A raíz de algunas intervenciones quirúrgicas al alimón, entablamos una amistad que trascendió lo profesional y cobró vuelo en su chalé de Villamediana. Cada vez que regresaba de su pueblo solía llamarme: «He traído buena chacina de Salamanca, tráete a quien quieras a almorzar». Y me presentaba con amigos que sabía serían de su agrado. Así, Pepe Herráiz, Paco Hidalgo, Toño Aguado (¡Dios, todos ellos ya fallecidos!), el cantaor flamenco Pepe Montero, el traumatólogo Antonio Francia, y un retratista que propició se hiciese una comida para pintar a Ricardo y, llegado el momento, pretextó cansancio. Defección guarra propia de un sieso, indigno de la amistad ofrecida.
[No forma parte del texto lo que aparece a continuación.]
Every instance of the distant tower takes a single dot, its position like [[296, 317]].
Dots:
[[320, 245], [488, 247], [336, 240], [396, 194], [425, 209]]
Algo no apto para las entendederas de los que concurrimos, habida cuenta del señorío de Ricardo y su mujer, Amalia, quienes trataban por igual al sencillo que al complejo, al señor que al charrán. La diferencia sutil estaba en que a los rácanos no los volvía a invitar a esas reuniones pantagruélico-culturales que aligeraban las pesadumbres de la semana y propiciaban que luciese el que por lucir algo tenía. Cuán a destiempo llegan a nuestras vidas ciertas personas: Me hubiera gustado presentarle a Sandra Giada, modelo ignota de fascino intenso, mujer de cara o cruz, para convertirla en musa por un día.
Aficionado a los coches de alta gama, en su garaje guardaba alguna reliquia de esas que llamaban haigas. Encontraba satisfacción en que en su pueblo, cuando le veían con esos vehículos, sus paisanos se sintiesen orgullosos de cómo había prosperado el hijo del cartero, de su valía, tesón y esfuerzo.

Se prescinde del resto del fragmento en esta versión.